Queste cinematografie del subcontinente indiano al di fuori dell’India sono fortemente impegnate da un punto di vista sociale e politico: per esempio ci sono documentari relativi alla condizione femminile come il pakistano è A Girl in the River: the Price of Forgiveness, di Sharmeen Obaid (2015), un documentario che ha vinto l’Oscar nella sua categoria, che è un atto di denuncia rispetto alla pratica del delitto d’onore. Il tema della condizione femminile è molto trattato anche in Nepal. Interessante è poi il film del Bangladesh Under Construction di Rubaiyat Hossain (2015), che è la storia di una giovane borghese che sta recitando Tagore e che, attraverso la sua cameriera, una giovane che la segue dappertutto, essendo lei borghese e ricca, scopre la realtà di una condizione economica molto più difficile e problematica. Invece, il Nepal dei corti che abbiamo presentato è un Nepal post terremoto, fondato sulle sue conseguenze.
L’ultima giornata del festival è dedicata al Mahatma Gandhi, in occasione dell’anniversario della sua nascita.
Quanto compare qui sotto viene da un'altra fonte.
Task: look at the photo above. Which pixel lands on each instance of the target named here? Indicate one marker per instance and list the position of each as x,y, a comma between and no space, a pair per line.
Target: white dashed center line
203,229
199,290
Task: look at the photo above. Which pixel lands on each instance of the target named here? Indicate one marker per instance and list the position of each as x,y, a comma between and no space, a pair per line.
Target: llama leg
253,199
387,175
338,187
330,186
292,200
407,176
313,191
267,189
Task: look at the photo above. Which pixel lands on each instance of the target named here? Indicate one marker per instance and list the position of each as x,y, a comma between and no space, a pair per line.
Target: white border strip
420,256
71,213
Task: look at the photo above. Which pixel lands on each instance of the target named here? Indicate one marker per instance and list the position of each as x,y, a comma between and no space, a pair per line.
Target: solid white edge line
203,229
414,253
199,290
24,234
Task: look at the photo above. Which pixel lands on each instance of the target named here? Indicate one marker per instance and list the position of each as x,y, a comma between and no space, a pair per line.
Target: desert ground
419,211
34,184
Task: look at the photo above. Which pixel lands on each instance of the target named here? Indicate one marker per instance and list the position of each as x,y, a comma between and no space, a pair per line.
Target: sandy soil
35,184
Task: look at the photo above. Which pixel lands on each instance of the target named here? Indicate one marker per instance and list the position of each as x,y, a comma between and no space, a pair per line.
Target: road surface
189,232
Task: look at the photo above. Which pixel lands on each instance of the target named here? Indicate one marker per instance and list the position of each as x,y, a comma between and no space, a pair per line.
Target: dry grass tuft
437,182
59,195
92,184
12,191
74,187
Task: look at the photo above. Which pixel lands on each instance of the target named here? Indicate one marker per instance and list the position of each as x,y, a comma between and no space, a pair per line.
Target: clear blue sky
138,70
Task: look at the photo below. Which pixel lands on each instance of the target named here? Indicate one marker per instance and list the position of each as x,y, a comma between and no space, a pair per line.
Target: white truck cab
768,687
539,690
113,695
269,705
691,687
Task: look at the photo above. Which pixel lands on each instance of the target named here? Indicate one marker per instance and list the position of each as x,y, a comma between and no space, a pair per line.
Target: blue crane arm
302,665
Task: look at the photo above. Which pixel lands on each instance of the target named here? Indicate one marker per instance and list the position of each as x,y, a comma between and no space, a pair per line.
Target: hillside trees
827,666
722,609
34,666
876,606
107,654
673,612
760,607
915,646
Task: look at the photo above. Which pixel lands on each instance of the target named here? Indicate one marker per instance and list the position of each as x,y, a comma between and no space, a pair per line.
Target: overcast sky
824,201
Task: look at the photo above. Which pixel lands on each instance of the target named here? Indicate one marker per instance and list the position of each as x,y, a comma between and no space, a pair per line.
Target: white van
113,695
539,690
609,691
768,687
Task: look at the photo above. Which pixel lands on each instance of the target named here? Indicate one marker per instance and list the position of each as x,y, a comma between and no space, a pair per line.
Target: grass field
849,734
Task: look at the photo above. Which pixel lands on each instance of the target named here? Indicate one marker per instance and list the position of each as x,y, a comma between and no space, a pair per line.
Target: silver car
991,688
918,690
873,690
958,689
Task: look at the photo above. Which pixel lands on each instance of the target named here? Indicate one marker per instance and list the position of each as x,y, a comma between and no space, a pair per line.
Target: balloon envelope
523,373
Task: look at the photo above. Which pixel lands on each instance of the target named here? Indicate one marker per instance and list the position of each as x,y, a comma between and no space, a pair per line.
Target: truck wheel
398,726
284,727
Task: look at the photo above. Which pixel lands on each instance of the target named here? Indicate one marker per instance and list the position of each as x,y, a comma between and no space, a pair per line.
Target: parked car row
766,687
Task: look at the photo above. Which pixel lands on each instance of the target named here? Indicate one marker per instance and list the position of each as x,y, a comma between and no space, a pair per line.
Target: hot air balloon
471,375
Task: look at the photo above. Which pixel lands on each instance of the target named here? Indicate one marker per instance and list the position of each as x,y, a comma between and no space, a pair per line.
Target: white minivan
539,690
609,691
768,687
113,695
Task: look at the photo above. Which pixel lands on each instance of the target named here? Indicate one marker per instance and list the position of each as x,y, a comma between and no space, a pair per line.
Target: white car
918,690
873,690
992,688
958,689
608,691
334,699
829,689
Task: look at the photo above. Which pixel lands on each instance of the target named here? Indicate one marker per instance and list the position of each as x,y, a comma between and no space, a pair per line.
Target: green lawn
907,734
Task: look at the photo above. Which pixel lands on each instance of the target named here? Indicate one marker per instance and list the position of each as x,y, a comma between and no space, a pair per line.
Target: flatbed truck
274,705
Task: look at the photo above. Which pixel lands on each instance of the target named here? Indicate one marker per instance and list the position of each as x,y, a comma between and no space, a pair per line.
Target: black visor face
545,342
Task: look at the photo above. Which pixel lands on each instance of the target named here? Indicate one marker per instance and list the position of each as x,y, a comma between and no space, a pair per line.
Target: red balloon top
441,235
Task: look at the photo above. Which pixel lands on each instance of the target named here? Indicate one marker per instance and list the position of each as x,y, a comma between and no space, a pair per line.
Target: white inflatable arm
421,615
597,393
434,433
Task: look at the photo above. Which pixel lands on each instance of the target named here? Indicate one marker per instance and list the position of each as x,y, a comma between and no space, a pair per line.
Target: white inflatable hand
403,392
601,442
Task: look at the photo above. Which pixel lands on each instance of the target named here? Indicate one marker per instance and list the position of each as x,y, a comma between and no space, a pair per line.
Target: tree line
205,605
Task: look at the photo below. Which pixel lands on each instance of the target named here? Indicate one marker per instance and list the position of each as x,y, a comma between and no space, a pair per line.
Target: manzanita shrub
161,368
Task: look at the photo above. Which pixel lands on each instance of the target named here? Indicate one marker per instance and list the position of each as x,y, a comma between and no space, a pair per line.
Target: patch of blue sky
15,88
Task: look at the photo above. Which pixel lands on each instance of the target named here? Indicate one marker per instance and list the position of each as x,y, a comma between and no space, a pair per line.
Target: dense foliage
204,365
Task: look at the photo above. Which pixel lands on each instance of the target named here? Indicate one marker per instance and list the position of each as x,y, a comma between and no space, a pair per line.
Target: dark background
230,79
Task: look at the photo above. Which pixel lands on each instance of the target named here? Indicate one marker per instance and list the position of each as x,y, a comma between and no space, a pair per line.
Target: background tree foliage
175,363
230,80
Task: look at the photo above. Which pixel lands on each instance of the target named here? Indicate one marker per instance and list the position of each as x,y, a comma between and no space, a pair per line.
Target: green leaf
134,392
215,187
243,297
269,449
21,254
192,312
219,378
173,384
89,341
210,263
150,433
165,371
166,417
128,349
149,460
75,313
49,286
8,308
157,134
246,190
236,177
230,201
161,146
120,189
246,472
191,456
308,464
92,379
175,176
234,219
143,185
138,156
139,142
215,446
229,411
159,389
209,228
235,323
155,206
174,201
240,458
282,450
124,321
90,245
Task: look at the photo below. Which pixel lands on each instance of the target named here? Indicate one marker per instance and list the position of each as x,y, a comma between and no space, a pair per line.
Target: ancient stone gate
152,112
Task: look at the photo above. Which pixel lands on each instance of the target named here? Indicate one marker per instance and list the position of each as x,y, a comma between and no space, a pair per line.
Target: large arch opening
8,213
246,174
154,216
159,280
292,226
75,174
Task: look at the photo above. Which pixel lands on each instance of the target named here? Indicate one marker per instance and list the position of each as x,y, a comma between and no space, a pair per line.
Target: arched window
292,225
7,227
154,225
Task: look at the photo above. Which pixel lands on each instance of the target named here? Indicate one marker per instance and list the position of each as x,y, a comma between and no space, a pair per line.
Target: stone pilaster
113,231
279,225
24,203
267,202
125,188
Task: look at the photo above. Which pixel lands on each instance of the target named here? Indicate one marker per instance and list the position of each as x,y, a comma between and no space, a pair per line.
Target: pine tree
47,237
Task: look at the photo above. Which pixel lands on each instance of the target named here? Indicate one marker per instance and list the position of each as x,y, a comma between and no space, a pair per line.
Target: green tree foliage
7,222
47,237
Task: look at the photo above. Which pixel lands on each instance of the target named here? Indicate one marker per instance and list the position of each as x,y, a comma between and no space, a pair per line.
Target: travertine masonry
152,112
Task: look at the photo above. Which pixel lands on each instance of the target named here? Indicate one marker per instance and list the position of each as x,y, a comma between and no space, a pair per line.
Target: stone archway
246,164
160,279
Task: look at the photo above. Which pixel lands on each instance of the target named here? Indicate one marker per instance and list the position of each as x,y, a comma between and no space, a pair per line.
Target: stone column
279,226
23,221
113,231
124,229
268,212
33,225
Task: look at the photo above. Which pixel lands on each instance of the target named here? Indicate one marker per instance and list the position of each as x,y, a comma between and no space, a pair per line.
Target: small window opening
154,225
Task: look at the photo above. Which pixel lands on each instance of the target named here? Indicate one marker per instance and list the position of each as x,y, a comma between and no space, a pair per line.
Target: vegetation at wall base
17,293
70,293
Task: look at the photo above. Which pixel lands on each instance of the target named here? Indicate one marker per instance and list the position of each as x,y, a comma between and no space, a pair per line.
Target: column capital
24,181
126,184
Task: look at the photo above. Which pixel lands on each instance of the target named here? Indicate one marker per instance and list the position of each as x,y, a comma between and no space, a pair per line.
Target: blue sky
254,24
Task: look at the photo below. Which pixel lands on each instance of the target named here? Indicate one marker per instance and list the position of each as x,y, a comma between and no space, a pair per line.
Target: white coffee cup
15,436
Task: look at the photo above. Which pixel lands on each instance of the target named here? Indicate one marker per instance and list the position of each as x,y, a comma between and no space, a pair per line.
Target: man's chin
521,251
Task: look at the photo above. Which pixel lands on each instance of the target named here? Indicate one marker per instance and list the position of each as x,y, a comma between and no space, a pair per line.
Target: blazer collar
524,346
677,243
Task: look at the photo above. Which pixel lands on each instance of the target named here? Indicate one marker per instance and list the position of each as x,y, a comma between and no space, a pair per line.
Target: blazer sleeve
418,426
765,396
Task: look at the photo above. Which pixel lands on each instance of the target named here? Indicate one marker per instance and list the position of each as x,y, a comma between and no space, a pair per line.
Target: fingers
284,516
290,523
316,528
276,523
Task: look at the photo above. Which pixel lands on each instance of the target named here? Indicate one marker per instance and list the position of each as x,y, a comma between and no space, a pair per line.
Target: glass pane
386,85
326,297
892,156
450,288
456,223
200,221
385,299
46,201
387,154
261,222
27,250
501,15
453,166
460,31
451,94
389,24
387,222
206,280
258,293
Tutto questo però non va in controtendenza con la scelta di sottorappresentare cinematograficamente l’India. “Quanto alla serata conclusiva della rassegna, ha concluso Spinelli, non mi sembra che ci sia nessuna contraddizione con il fatto che vi siano solo due film indiani. Infatti appunto in questa giornata la nipote del Mahatma, Tara Gandhi, ha tenuto un discorso relativamente al valore della non violenza, e tutto ciò in occasione della giornata mondiale della non violenza e nella ricorrenza della nascita di Gandhi.” Infine, anche un italiano ha omaggiato Gandhi: si tratta di Massimiliano Troiani, regista e fotografo che, con il suo documentario Le ceneri di Gandhi (2001), proiettato la serata finale, ha illustrato la vita del grande statista attraverso spezzoni e filmati inediti nonché con testimonianze come quelle di Gino Strada e di Mario Luzi.